Three Points of Mao-Spontaneity



Anarcho-Maoism combines anarchist and Maoist ideals. It is particularly inspired by the Cultural Revolution when revolt against all organized society was encouraged. The ideas of anarchomaoism can best be summed up with the phrase “to rebel is justified.” Mao-spontenaity emphasizes the chaotic aspects of Maoist revolution in opposition to status quo and established order. Anarchomaoism is influenced by elements of direct democracy. 


Its important to note that Mao was a mass-murdering statist, who murdered more people than anyone else in history, including Hitler and Stalin. He used intimidation, prisons, police, concentration camps, and bogus trials to terrorize and murder countless people. “Maoism” in the traditional sense is authoritarian. However  many aspects of Maoist philosophy is worth salvaging. Nothing is “entirely good” or “entirely bad”, everything has something to offer us, so take the good parts of Maoism and discard the rest. Also, there is a big difference between Mao’s regime and the popular masses that fervently worked to create a free society.


But regardless of the authoritarian legacy which we ordinarily associate with Maoism and the Chinese Revolution, the experiences of China are seen by the people as new, adventurous, bold, courageous and daring, and as the dawn of a new way of life, of a new world-view and way of looking at the world, a truly liberatory social experiment from the bottom-up.


The 3 Points of Mao-Spontenaity 

  1. Cultural Revolution  

“Revolution within the revolution.” Maoism sees revolution as being a continual on-going process, rather than one big cataclysmic event, as a lot of anarchists conceive it. This is why the Chinese Cultural Revolution lasted 10 years! The victory of The Revolution or Civil War is not the end of the revolution, but only the beginning – and developments need to be continually made in all areas of life, in science, philosophy, economics, agriculture, culture, and interpersonal relations, always pushing the envelope, and all of these developments exist to increase human happiness and provide for everyone’s needs, wants, and desires. This dynamic optimist approach “acts as a potent psycho-epistemological vaccine, not only against pessimism and defeatism, but against dogmatization and stagnation, and so encourages [.] openness to new information and approaches”

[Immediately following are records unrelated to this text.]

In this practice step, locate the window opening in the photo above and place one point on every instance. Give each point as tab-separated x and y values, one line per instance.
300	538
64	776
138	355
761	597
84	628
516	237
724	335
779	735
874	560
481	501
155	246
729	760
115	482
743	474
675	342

  1. Law of Contradictions 


Mao suggests that all movement and life is a result of contradiction. Mao describes existence as being made up of constant transformation and contradiction. Nothing is constant as in metaphysics and can only exist based on opposing contradictions. Maoist epistemology, his ideas on “criticism/self-criticism” in particular. There are many parallels between this and critical rationalist Karl Popper’s “conjectures and refutations”. This means critiquing, rooting out and examining all irrationality, mysticism, authority, and domination, and a constant process of rational criticism and reflection. Maoist epistemology also sees coercion as being harmful to the growth of knowledge, and sees this as best being done through non-coercive means, such as persuasion and criticism. Mao writes: “The only way to settle questions of an ideological nature or controversial issues among the people is by the method of discussion, of criticism, of persuasion and education, and not by the method of coercion or repression.”

  1. Mass Line 


Mao payed little importance to the supposed necessity of industrial and technological development as being a prerequisite for revolution, an idea inherited from orthodox Marxist economic determinism. He conceived of revolution as not being determined by history, technology or anything else, but as being based on a sheer force of will on the part of people who desire it and are determined to make it happen. Mao’s concept of “from the people, to the people.” He argued that the revolutionary vanguard (used in a non-authoritarian sense, meaning “an advanced minority”) should go directly to the people, to the villages, towns, and communities – live and study first-hand the life of the people, talk with everyday people, and find out their needs, desires, goals, aspirations, talents, capabilities, ideologies, and mindsets, and then formulate the revolutionary theory in a way that people can understand and that deeply resonates with them and their everyday life. Here is how Mao describes “from the masses, to the masses.”


Mao characterized himself as “having both some of the spirit of the tiger which is dominant, but also some of the spirit of the monkey, which is secondary.” Using Mao’s famous self-commentary “part tiger, part monkey” we can see into Mao’s Law of Contradictions. The tiger represents the establishment centralized powers. The monkey represents rebelliousness and challenge to authority. The constant opposing forces come to play in the law of contradictions. These opposing forces are always present, the feat is to harness the balance of both. Mao sought to reconcile the top down and bottom up elements of a revolutionary movement.


Mao knew the tiger faction would win out after his death. What is needed is to revive the monkey spirit of anarcho-Maoism which keeps the upwelling of the people’s power critical to the movement. Mao-spontaneity also accounts for cultural revolution which seeks to have the populace rebel against the centralized party apparatus itself. Additionally, the essential element of the mass line is consulting the masses interpreting their suggestions and then enforcing the resulting policies. This direct democratic approach is where the bottom up versus top down dichotomy comes to a culmination.